Netanyahu to Cairo as US pushes Mideast peace

Mona Salem

CAIRO, Mona Salem - Israeli Prime Minister Benjamin Netanyahu is due in Cairo on Tuesday as Washington is drafting documents to serve as a basis for resuming Israeli-Palestinian peace talks.
Netanyahu will hold talks with Egyptian President Hosni Mubarak and other senior officials, Egyptian sources said.
Egypt's foreign minister Ahmed Abul Gheit said on Sunday that the talks in Cairo would focus on "ways to advance peace efforts."

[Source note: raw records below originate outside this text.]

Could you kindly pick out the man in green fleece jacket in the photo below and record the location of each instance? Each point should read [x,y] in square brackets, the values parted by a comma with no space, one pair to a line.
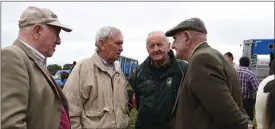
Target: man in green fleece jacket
[156,82]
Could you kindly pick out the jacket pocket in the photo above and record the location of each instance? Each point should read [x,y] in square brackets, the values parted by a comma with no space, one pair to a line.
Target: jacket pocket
[122,117]
[95,117]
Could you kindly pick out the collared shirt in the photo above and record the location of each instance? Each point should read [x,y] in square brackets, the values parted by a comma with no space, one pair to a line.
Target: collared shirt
[249,82]
[197,47]
[106,63]
[235,66]
[41,58]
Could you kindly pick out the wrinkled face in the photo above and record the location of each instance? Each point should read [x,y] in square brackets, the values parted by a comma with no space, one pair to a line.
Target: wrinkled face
[48,38]
[112,47]
[228,58]
[180,44]
[157,47]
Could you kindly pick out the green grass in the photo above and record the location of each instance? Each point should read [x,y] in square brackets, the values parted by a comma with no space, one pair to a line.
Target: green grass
[133,117]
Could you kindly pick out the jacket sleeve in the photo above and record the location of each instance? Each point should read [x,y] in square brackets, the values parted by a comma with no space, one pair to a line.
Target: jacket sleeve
[209,84]
[73,92]
[132,83]
[14,91]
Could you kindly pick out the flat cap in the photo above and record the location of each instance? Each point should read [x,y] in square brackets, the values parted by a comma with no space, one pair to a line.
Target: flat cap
[34,15]
[194,24]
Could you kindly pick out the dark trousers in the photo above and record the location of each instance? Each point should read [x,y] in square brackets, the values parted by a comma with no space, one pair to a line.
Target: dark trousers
[249,105]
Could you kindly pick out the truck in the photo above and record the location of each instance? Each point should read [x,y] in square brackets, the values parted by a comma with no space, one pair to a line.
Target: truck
[127,65]
[258,51]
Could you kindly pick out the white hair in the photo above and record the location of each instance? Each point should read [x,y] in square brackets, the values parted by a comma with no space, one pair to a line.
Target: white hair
[106,32]
[157,33]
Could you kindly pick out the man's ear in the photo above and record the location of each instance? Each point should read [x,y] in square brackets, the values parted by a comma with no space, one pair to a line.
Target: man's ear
[37,30]
[101,44]
[188,37]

Israeli Prime Minister Benjamin Netanyahu
Israeli Prime Minister Benjamin Netanyahu
"We will listen to his points of view and we will inform him that a fair settlement must be reached on the Palestinian refugee problem and east Jerusalem," he said, referring to two key issues in the peace talks.
"We are also preparing for a visit I will make to Washington (in January), and in the context of these talks (Egypt) must listen to the positions of the Israelis and the Palestinians," he told reporters.
Egypt's latest moves come as US President Barack Obama's administration was said to be drafting letters of guarantee for Israel and the Palestinians to serve as a basis for the relaunch of peace talks which have been stalled for almost a year.
"US special envoy George Mitchell will present two draft letters of guarantee, one for Israel and one to the Palestinian Authority during his next visit to the region," one Arab diplomat in Cairo told AFP.
"The United States are hoping that the two letters will serve as a basis for the relaunch of Israeli-Palestinian negotiations but we don't know if they will satisfy the Palestinians, who want a complete freeze of settlement activity before talks resume," the diplomat said.
The United States is currently in talks with the Palestinians and Egypt -- a key US ally in the region -- over the letters, a Western diplomat said.
Egypt had already asked for written US guarantees before peace negotiations could resume, in order to ensure that their aim is the establishment of a Palestinian state within 1967 borders.
"The beginning of negotiations must come either with a complete freeze of settlement activity, which we continue to demand, or if we receive unequivocal guarantees that a Palestinian state will be established along the borders of 1967 including Jerusalem," Abul Gheit said in November.
Netanyahu last month announced a 10-month moratorium on new housing projects in Jewish settlements in the occupied West Bank in a move he said was aimed at helping kick-start the peace talks suspended during the Gaza war at the turn of the year.
The moratorium does not include public buildings or construction under way and does not apply to occupied and annexed east Jerusalem, which Israelis consider part of their capital.
The Palestinians have rejected the moratorium, saying it fell far short of their demand for a complete halt of settlement activity in the whole West Bank, including annexed east Jerusalem, which they want as the capital of their promised state.
The White House said later Monday it "opposes" the building of new Jewish settlements in east Jerusalem, in a statement calling for fresh talks on the future of the disputed territory.
"The status of Jerusalem is a permanent status issue that must be resolved by the parties through negotiations and supported by the international community," spokesman Robert Gibbs said, adding the two sides should return to the negotiating table "as soon as possible."